Ce qui changera en 2026

Ce changement dans la pratique des collectes a permis à la Ville de Sainte-Julie des gains sur d’autres types de collectes. « Du printemps à l’automne, les collectes de branches passeront de douze à quatorze fois », explique Mario Lemay. Les branches seront ramassées à même les collectes des résidus verts.

La collecte des résidus ultimes passera dorénavant toutes les trois semaines, à l’année.

Le calendrier des collectes ne sera désormais accessible que par la plateforme Tri-Facile, publiée sur le site Internet de la MRC, et par l’entremise des boutiques d’applications pour les appareils intelligents Apple et Android.

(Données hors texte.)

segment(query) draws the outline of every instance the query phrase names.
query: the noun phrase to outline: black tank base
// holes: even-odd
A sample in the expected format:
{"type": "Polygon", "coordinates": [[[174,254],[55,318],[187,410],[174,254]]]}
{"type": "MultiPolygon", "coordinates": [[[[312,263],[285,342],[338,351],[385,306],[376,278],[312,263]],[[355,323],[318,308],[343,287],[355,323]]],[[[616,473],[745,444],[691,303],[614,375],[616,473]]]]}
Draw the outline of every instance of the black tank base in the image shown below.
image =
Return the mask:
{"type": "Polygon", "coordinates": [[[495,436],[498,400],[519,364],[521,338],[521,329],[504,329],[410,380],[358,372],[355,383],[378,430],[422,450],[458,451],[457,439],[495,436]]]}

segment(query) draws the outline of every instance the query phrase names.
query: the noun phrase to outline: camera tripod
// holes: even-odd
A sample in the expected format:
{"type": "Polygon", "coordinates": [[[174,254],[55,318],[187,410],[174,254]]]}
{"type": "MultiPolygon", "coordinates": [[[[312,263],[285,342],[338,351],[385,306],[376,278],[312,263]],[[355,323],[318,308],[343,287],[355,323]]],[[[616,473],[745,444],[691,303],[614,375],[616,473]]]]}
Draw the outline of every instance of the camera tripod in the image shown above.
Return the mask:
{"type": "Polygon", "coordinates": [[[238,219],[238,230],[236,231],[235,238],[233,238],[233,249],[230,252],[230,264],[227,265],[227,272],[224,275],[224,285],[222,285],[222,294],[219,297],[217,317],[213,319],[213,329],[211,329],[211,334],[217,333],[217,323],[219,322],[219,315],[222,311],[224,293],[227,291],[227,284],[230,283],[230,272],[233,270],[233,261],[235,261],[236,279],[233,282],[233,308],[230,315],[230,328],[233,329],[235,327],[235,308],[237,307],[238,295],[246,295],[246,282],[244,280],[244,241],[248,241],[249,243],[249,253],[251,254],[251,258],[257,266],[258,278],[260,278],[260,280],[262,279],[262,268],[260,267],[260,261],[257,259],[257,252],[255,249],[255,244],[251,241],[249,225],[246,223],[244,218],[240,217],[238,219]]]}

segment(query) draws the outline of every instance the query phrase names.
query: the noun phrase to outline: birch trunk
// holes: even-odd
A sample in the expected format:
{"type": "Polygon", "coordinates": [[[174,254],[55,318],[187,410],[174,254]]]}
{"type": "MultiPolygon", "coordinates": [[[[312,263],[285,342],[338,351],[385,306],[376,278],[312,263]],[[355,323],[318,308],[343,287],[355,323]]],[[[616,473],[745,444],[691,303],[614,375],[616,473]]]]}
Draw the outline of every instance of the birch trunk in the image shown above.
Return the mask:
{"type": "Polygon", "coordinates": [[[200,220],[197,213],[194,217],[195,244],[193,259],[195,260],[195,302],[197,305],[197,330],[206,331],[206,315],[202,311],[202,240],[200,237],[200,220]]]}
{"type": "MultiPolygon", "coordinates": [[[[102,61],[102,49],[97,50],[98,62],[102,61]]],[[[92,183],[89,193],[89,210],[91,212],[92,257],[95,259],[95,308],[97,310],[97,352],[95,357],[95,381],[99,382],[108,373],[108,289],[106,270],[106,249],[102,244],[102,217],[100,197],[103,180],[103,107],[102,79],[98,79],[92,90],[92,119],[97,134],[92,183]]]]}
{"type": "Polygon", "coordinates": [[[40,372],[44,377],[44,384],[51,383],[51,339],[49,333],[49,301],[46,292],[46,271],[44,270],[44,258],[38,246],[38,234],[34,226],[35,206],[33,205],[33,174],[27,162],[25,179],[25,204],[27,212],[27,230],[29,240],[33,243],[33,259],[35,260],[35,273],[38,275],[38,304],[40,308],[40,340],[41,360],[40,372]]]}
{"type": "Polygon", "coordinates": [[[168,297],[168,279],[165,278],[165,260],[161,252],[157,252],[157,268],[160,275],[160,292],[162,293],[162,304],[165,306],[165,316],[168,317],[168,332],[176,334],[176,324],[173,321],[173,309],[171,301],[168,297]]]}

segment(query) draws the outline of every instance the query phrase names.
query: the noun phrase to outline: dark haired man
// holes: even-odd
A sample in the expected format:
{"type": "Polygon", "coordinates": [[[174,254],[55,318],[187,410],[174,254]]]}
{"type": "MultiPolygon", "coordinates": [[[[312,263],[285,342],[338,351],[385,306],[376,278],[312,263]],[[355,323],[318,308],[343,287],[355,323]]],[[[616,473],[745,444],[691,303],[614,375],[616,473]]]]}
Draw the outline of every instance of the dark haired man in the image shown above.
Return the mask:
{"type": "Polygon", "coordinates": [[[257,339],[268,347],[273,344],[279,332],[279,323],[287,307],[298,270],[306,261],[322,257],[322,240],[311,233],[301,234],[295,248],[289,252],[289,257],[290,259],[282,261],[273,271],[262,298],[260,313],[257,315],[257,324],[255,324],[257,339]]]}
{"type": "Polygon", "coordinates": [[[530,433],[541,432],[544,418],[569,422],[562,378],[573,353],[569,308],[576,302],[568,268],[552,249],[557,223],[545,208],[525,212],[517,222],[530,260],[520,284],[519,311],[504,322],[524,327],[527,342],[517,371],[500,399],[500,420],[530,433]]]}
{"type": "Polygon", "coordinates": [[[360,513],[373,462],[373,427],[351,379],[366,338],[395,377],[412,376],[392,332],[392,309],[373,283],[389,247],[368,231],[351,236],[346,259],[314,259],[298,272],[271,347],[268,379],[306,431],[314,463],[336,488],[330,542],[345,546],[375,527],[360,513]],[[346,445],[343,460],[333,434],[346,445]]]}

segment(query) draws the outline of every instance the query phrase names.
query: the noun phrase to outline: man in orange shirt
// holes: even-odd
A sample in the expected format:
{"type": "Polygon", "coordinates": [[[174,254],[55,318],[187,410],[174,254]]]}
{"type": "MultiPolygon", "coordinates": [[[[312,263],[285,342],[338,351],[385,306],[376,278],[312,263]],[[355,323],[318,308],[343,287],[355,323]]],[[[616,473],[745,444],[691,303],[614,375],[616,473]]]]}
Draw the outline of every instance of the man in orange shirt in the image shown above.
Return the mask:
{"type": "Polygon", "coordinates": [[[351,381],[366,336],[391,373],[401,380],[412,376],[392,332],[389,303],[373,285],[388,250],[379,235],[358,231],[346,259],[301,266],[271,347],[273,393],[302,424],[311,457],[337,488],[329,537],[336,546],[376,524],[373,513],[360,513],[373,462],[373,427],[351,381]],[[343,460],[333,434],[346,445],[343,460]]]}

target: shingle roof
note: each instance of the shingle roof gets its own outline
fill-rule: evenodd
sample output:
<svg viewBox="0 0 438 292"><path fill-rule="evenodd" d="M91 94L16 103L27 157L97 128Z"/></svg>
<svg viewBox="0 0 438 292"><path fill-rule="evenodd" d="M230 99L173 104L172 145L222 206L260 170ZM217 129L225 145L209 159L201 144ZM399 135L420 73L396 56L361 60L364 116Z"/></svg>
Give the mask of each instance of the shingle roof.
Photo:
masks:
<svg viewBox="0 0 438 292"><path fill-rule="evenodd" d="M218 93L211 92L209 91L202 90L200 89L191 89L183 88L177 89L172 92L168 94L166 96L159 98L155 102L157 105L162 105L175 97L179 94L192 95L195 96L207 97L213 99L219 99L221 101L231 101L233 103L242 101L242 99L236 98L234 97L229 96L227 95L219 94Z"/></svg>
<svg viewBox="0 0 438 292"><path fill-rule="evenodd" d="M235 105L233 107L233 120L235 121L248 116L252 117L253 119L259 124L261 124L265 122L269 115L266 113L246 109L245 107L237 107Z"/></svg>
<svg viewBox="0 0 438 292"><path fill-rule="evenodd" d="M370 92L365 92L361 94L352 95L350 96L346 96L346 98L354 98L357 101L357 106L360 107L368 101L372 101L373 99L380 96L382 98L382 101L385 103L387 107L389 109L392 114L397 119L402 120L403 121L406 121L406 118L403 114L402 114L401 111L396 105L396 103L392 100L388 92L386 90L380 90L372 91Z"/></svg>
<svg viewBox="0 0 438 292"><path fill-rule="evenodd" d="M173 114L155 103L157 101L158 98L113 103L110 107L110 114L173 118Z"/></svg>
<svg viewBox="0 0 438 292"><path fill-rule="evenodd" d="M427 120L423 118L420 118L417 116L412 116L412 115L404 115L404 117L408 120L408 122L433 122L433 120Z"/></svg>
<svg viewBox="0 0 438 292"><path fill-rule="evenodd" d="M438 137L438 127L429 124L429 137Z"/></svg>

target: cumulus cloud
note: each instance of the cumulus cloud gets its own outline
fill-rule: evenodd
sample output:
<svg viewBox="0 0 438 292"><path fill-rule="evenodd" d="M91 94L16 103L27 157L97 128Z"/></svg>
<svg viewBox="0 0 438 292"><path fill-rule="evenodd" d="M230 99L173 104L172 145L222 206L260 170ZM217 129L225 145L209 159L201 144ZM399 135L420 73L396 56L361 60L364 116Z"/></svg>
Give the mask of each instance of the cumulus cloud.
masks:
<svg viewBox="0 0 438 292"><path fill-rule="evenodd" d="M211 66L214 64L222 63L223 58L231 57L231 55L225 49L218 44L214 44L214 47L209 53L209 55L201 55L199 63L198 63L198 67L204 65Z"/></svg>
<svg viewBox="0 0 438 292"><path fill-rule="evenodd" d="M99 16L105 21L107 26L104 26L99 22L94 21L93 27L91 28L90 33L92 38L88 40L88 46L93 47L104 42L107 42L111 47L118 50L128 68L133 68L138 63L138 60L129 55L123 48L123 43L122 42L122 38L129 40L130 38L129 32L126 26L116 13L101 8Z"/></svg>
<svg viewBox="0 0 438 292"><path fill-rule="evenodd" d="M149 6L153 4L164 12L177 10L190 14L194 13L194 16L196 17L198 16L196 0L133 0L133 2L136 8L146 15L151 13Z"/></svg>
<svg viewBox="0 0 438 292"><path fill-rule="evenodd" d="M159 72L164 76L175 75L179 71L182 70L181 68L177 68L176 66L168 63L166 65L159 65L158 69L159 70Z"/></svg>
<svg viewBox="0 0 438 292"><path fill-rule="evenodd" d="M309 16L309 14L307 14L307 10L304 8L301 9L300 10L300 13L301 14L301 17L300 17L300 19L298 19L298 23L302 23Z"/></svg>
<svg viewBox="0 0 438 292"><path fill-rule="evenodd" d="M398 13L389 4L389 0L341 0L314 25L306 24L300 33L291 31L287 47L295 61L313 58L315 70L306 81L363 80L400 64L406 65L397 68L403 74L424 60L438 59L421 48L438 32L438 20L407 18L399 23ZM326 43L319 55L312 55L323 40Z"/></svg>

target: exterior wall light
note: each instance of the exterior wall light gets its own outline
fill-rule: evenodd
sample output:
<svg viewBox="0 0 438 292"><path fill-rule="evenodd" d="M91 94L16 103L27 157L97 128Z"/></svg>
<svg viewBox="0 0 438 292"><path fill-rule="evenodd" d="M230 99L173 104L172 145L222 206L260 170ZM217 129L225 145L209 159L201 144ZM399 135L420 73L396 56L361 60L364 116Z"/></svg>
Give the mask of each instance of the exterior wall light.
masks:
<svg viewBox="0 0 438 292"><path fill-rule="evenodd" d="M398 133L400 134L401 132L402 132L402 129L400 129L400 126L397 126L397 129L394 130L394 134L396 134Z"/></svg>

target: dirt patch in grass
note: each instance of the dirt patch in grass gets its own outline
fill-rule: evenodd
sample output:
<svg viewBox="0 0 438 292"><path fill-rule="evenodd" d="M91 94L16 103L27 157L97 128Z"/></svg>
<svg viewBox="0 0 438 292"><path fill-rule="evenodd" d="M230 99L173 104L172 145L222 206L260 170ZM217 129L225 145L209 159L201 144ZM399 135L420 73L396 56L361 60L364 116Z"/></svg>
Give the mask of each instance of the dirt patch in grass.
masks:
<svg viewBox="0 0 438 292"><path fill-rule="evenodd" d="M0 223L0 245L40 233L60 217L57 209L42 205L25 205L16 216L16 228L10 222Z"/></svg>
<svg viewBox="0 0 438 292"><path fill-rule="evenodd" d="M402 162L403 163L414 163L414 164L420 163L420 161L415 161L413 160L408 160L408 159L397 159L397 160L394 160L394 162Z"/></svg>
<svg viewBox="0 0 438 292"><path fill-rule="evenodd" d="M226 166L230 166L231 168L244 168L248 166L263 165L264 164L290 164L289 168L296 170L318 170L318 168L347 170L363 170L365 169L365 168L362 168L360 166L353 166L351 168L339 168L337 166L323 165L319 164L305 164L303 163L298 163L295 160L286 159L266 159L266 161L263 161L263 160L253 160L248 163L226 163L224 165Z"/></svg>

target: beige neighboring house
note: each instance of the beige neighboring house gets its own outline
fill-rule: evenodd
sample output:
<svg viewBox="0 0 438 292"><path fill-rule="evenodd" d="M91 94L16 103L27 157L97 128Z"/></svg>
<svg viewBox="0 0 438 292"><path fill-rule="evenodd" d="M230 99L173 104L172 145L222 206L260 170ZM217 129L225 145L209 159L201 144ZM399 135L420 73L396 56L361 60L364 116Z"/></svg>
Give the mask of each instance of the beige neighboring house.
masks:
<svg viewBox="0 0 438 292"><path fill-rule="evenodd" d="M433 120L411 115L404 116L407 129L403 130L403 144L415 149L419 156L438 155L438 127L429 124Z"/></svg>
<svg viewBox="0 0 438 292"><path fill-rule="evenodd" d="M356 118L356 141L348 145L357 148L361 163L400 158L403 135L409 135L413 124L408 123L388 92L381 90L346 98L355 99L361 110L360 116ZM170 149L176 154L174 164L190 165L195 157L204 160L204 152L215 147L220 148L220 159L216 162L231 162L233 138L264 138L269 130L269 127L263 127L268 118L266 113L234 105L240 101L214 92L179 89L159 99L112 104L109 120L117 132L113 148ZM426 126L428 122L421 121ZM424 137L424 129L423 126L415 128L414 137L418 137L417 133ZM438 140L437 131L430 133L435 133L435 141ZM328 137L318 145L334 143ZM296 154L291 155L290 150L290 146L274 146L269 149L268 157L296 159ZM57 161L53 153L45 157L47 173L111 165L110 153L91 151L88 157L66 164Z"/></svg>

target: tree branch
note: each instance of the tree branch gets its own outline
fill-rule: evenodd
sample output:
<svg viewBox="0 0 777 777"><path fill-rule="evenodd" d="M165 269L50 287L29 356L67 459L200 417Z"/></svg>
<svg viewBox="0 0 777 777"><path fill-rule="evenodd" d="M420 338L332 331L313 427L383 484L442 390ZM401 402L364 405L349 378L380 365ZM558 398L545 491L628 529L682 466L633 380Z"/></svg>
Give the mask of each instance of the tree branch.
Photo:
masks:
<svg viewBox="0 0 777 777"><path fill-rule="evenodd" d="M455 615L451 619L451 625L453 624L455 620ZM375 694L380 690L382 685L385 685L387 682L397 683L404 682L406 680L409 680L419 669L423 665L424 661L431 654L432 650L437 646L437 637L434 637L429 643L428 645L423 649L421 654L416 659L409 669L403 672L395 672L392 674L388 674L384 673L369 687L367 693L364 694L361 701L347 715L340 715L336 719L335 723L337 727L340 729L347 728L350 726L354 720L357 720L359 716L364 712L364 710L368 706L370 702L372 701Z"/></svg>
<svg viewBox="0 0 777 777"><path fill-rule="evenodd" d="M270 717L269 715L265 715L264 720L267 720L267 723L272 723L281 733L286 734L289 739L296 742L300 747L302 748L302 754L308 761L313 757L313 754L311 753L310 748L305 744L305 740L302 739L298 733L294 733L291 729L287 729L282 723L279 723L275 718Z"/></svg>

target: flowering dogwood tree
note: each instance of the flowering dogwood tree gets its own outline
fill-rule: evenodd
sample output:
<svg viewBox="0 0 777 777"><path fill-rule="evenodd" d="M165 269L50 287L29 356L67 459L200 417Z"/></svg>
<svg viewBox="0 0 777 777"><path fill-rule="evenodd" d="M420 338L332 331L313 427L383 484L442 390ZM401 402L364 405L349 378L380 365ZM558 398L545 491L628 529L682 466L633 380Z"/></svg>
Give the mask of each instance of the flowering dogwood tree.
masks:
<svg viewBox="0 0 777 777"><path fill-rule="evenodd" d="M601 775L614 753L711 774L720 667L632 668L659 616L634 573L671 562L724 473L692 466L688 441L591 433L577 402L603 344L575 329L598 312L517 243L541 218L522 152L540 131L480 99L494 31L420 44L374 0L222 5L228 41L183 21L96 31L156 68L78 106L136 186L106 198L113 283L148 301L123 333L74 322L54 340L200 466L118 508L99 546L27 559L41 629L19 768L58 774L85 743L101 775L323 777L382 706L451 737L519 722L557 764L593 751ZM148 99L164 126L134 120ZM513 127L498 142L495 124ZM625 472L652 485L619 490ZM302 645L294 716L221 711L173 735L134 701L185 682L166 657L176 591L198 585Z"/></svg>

Les citoyens devront s’inscrire par le biais de Tri-Facile pour profiter des collectes de volumineux et des sapins de Noël naturels.

Les surplus à côté du bac bleu ne seront plus acceptés en raison des nouvelles normes d’Éco Entreprises Québec. Les citoyens pourront toutefois demander un second bac bleu gratuitement.

La MRC souhaite avant tout rassurer la population. « Ces changements demanderont seulement de petits ajustements d’habitudes, mais ils feront une grande différence collectivement », précise un communiqué de la MRC. Des séances locales de formation seront organisées en décembre à travers le territoire. À Sainte-Julie, les citoyens sont invités le jeudi 11 décembre, de 19 h à 20 h, à la salle multifonctionnelle de la bibliothèque. La décision a été entérinée avec les élus et les gestionnaires municipaux dès 2023.

Les effets à prévoir

La collecte du bac noir toutes les trois semaines encourage un meilleur tri des matières. D’ailleurs, la collecte à la même fréquence, en hiver depuis 2019, l’a clairement démontré.

Moins de journées de collecte pour le bac noir signifie moins de trajets pour les camions, donc, moins de carburant consommé et moins d’émissions de gaz à effet de serre. Le compostage des résidus verts et le traitement par biométhanisation des résidus alimentaires permettent de transformer ces matières en ressources utiles (fertilisant et biogaz).

La fin des surplus à côté du bac bleu et l’interdiction du gazon dans le bac brun assurent que seules les matières correctement triées seront traitées, ce qui réduit les pertes, les contaminations et les bris d’équipement. Dans l’ensemble, ces mesures contribuent à réduire l’empreinte écologique de la MRC tout en promouvant des pratiques durables et responsables chez les citoyens.